Malawi meeting shows how to make forestry fair and sustainable

Malawi will next week host experts from 10 countries to share the findings of an innovative project that puts social justice and equity at the heart of forest management.

News, 24 November 2008

The Forest Governance Learning Group (FGLG) is a groundbreaking initiative of the International Institute for Environment and Development, with country based teams in Cameroon, Malawi, Mozambique, Ghana, India, Indonesia, South Africa, Uganda, Vietnam.

Each team brings together researchers, policymakers, non-governmental organisations, and representatives from communities and businesses to identify how to manage forests for social and economic benefit in a sustainable way.

Members of the national FGLG teams will gather in Zomba on 2-5 December to assess achievements, share effective tactics and plan for a new five-year programme. Malawi's FGLG will share its many success stories with teams from the other nations.

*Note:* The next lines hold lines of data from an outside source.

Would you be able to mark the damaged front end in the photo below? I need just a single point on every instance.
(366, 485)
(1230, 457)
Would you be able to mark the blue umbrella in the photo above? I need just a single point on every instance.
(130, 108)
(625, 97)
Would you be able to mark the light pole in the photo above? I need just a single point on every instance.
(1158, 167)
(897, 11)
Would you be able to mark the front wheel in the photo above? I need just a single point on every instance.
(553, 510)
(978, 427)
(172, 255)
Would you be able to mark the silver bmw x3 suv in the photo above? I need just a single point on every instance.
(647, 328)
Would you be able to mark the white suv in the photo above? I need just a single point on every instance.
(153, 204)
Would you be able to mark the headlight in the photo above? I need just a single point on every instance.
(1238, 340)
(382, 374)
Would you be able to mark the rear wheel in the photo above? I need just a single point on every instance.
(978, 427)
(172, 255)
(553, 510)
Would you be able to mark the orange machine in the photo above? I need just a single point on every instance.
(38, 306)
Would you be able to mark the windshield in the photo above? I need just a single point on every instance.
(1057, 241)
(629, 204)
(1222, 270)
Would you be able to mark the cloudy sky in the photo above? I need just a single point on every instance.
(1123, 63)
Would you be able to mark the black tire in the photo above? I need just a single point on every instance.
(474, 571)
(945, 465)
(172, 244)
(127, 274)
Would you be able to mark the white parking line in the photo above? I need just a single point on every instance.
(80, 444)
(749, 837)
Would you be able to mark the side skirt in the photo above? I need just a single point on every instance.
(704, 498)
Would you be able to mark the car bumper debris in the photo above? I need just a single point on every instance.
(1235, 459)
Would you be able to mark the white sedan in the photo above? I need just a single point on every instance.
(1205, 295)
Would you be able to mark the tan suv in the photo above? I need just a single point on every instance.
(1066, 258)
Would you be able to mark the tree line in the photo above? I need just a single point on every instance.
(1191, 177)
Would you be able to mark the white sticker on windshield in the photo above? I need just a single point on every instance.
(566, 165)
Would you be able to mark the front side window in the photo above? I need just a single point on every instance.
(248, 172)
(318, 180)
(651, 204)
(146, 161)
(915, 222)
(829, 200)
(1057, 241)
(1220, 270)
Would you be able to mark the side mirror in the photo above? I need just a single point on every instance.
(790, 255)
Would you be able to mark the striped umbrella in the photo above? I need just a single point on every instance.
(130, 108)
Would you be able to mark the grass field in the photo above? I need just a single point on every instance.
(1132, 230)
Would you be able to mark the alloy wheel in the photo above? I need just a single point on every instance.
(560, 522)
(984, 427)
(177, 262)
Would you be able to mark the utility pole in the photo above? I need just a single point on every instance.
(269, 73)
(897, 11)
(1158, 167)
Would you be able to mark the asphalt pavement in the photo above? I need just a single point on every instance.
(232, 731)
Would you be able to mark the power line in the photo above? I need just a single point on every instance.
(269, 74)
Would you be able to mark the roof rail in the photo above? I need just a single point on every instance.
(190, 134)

Malawi's FGLG team has been instrumental in showing that charcoal production has a major role to play in development. Their landmark report published this year showed that this is Malawi’s most valuable sector after tea and tobacco, but with all 92,800 entrepreneurs involved currently classed as illegal improved policies are needed to make the sector sustainable.

Mr Bright Sibale, director of the Centre for Development Management is hosting the event in collaboration with Malawi’s Department of Forestry.

"Malawi's government recognises the role the forestry plays in the country’s economic and social development," says Sibale. "Yet forestry faces governance challenges and injustices that often originate from beyond the sector."

The sector is poorly funded, and there are high rates of deforestation due to weak enforcement of land and forest laws. Other problems include unjust farming practices and limited community rights of access and control.

"It will be important for Malawi to address these issues before we can achieve sustainable economic and social development as outlined in the Malawi Growth and Development Strategy," adds Sibale. "The Forest Governance Learning Group is an ideal mechanism to address these cross-sectoral injustices, which have harmed the forestry sector over the past decade."

Malawi's FGLG has also been instrumental in assessing the opportunities and constraints facing four further forest enterprise sectors (timber, cane furniture, carving and tree fruit juices) and showed how improved forest governance can benefit communities — if they are empowered. Their report will be launched at the Zomba meeting.

"Many forest problems boil down to questions of injustice," says James Mayers, head of the Natural Resources Group at IIED which coordinates the FGLG. "More powerful interests manipulate the system at the expense of those who have the rights to access and the abilities to manage forests."

"The Forest Governance Learning Group has shown how these injustices can be worked on. It has even overturned some of them," adds Mayers. "As we meet in Malawi, governments are negotiating a global deal for forest-based climate strategies at the UN summit in Poland. Getting the basic building blocks of good forest governance right has never had more importance."